Lukasz began receiving postcards from cities he’d never been—Butte, Montana; Pierre, South Dakota; Ketchum, Idaho. But soon they stopped.
He built more mausoleums. Stopped advertising because people came to him. Developed a waiting list so he knew he’d be busy till the day he died.
Then, almost ten years to the day Aga disappeared, she returned and, practically mid-sentence, finished the conversation they’d been having a decade before.
“I needed to feel the snow on my feet.”
As he looked at her, two little hands wrapped around Aga’s belly from behind.

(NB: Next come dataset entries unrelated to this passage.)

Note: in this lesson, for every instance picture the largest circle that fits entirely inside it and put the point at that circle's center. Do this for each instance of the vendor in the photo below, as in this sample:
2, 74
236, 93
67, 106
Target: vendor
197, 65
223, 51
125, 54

“This is Petra,” she said and tugged at the little hands until she showed her head to Lukasz and presented a gap-toothed smile that Lukasz recognized from looking in the mirror every day. The mouth was his. The eyes, his mother’s. The face, in total, a hint, finally, to his real father.
In one instant, Lukasz knew why he’d been shunned as a boy by everyone but his mother.
He picked up Petra.
“You descend from great royalty, my dear,” he said. “Now you get to be ruler of your own city.”